2026-05-23/Ben Severn

Pipe Your SaaS Data to Your Warehouse: A Funnel That Doesn't Own It

Most MDM tools want to be your source of truth — you query their store. bensevern.dev inverts that: it's a matching funnel between your SaaS sources and your warehouse, then hands the data back. Here's what that looks like end-to-end.

python mdm data-pipeline entity-resolution warehouse etl

If you've ever sat in a Reltio sales call, the pitch is some version of "we'll hold your customer record, and your downstream systems will sync from us." That's the model. They sit in the middle, they own the master record, you trust their lineage.

It works at Fortune-500 scale. It also costs $300k+/yr, takes 6-18 months to implement, and leaves your customer data inside a vendor's database. For the 99% of companies that aren't a Fortune 500 — RevOps teams reconciling HubSpot + Salesforce + Stripe, event-ops teams merging Cvent + Bizzabo attendees, PE platforms integrating post-acquisition CRM files — that pitch is overkill and the lock-in is real.

bensevern.dev inverts the shape: instead of being your customer-data source of truth, it's a funnel between your SaaS sources and the warehouse you already own. We collect, match, surface ambiguous merges in a review queue, and push the resulting golden records back. The warehouse stays the source of truth; we're the filter. If we go away tomorrow, the last good push is still in your warehouse table.

This post walks the full five-stage funnel end-to-end.

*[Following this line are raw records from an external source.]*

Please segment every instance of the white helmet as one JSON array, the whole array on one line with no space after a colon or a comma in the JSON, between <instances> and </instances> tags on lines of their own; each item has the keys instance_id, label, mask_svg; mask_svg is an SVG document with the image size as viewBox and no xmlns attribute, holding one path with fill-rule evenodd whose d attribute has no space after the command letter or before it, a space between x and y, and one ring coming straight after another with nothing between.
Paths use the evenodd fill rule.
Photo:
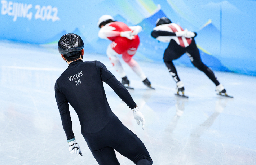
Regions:
<instances>
[{"instance_id":1,"label":"white helmet","mask_svg":"<svg viewBox=\"0 0 256 165\"><path fill-rule=\"evenodd\" d=\"M100 24L102 22L105 21L111 20L114 21L114 18L112 17L111 16L109 15L103 15L100 18L99 18L99 21L98 21L98 26L99 27Z\"/></svg>"}]
</instances>

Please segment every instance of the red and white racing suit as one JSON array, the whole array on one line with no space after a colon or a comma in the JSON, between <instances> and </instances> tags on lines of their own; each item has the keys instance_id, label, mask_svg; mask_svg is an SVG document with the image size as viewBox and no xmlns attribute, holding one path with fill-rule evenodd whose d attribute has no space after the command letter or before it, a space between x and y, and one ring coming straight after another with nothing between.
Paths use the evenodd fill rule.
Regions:
<instances>
[{"instance_id":1,"label":"red and white racing suit","mask_svg":"<svg viewBox=\"0 0 256 165\"><path fill-rule=\"evenodd\" d=\"M132 58L140 45L140 39L137 35L142 28L140 26L128 27L125 23L114 22L108 23L100 28L98 34L99 37L109 39L112 42L107 49L107 55L115 68L122 77L126 76L118 55L122 54L122 58L138 76L141 81L147 76L137 62ZM121 32L133 31L134 39L130 40L120 36Z\"/></svg>"}]
</instances>

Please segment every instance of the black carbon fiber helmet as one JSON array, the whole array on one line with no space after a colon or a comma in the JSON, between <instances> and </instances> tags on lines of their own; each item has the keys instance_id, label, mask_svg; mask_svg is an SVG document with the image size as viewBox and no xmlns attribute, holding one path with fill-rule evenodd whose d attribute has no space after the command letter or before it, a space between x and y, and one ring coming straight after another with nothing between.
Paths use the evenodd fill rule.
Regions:
<instances>
[{"instance_id":1,"label":"black carbon fiber helmet","mask_svg":"<svg viewBox=\"0 0 256 165\"><path fill-rule=\"evenodd\" d=\"M58 49L61 54L66 56L72 56L72 52L79 52L84 48L83 40L78 35L68 33L61 37L58 43Z\"/></svg>"},{"instance_id":2,"label":"black carbon fiber helmet","mask_svg":"<svg viewBox=\"0 0 256 165\"><path fill-rule=\"evenodd\" d=\"M168 24L169 23L172 23L172 21L169 18L165 17L158 18L155 23L156 26L161 24Z\"/></svg>"}]
</instances>

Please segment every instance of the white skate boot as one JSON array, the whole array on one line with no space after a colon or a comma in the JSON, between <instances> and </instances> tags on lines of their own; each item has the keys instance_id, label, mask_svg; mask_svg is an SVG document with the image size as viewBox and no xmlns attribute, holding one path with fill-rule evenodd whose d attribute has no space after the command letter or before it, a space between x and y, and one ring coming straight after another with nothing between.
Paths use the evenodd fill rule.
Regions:
<instances>
[{"instance_id":1,"label":"white skate boot","mask_svg":"<svg viewBox=\"0 0 256 165\"><path fill-rule=\"evenodd\" d=\"M188 98L189 97L188 96L186 96L184 95L184 92L185 90L185 89L184 88L184 84L183 84L183 82L182 82L181 81L180 81L176 83L176 85L177 86L177 87L176 87L176 92L177 92L177 93L175 94L175 95L182 96L183 97L185 97L186 98ZM182 95L180 94L179 93L179 92L180 91L181 92L181 93L182 93Z\"/></svg>"}]
</instances>

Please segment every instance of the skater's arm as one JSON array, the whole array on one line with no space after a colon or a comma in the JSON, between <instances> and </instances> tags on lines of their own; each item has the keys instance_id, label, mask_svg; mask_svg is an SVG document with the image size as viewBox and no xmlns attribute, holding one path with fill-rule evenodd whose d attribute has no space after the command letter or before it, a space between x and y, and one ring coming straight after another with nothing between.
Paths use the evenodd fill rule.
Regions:
<instances>
[{"instance_id":1,"label":"skater's arm","mask_svg":"<svg viewBox=\"0 0 256 165\"><path fill-rule=\"evenodd\" d=\"M107 37L120 36L120 32L114 31L115 29L115 28L112 26L104 26L100 30L98 35L100 38L103 39L108 39Z\"/></svg>"},{"instance_id":2,"label":"skater's arm","mask_svg":"<svg viewBox=\"0 0 256 165\"><path fill-rule=\"evenodd\" d=\"M173 32L154 30L151 32L151 36L156 39L159 36L176 36L176 34Z\"/></svg>"},{"instance_id":3,"label":"skater's arm","mask_svg":"<svg viewBox=\"0 0 256 165\"><path fill-rule=\"evenodd\" d=\"M102 81L109 85L130 108L134 108L136 106L136 103L124 86L117 80L103 64L99 61L95 61L95 67Z\"/></svg>"},{"instance_id":4,"label":"skater's arm","mask_svg":"<svg viewBox=\"0 0 256 165\"><path fill-rule=\"evenodd\" d=\"M72 128L72 122L69 112L69 103L61 92L56 81L55 83L55 99L59 111L62 126L69 140L75 138Z\"/></svg>"},{"instance_id":5,"label":"skater's arm","mask_svg":"<svg viewBox=\"0 0 256 165\"><path fill-rule=\"evenodd\" d=\"M194 36L193 34L194 34ZM177 37L184 36L187 38L194 38L197 35L195 32L191 32L186 31L176 32L170 32L162 30L154 30L151 32L151 36L153 37L156 38L159 36L176 36Z\"/></svg>"}]
</instances>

The funnel, in five stages

  ┌─────────┐    ┌──────────┐    ┌────────┐    ┌────────┐    ┌──────────┐
  │ Sources │ -> │Autoconfig│ -> │ Match  │ -> │ Review │ -> │   Push   │
  │  (in)   │    │          │    │ + cluster│  │ queue  │    │  (out)   │
  └─────────┘    └──────────┘    └────────┘    └────────┘    └──────────┘

Each stage is a separate concern with a separate interface. You can stop at any stage and inspect what happened, replay it, or fork it. The matching engine (goldenmatch) is MIT-licensed on PyPI, so if the SaaS goes sideways you still have the engine.

Stage 1 — Ingest from wherever your data lives

Sources supports 22 connectors today: HubSpot, Salesforce, Stripe, Pipedrive, Klaviyo, Shopify, Intercom, Zendesk, Airtable, Mailchimp, and the rest of the modern SaaS surface, plus SQL (Postgres, MySQL, Snowflake, BigQuery), cloud files (S3, GCS, Azure Blob, SFTP), Google Sheets, and OAuth-backed (Microsoft Graph, Google Contacts, Salesforce).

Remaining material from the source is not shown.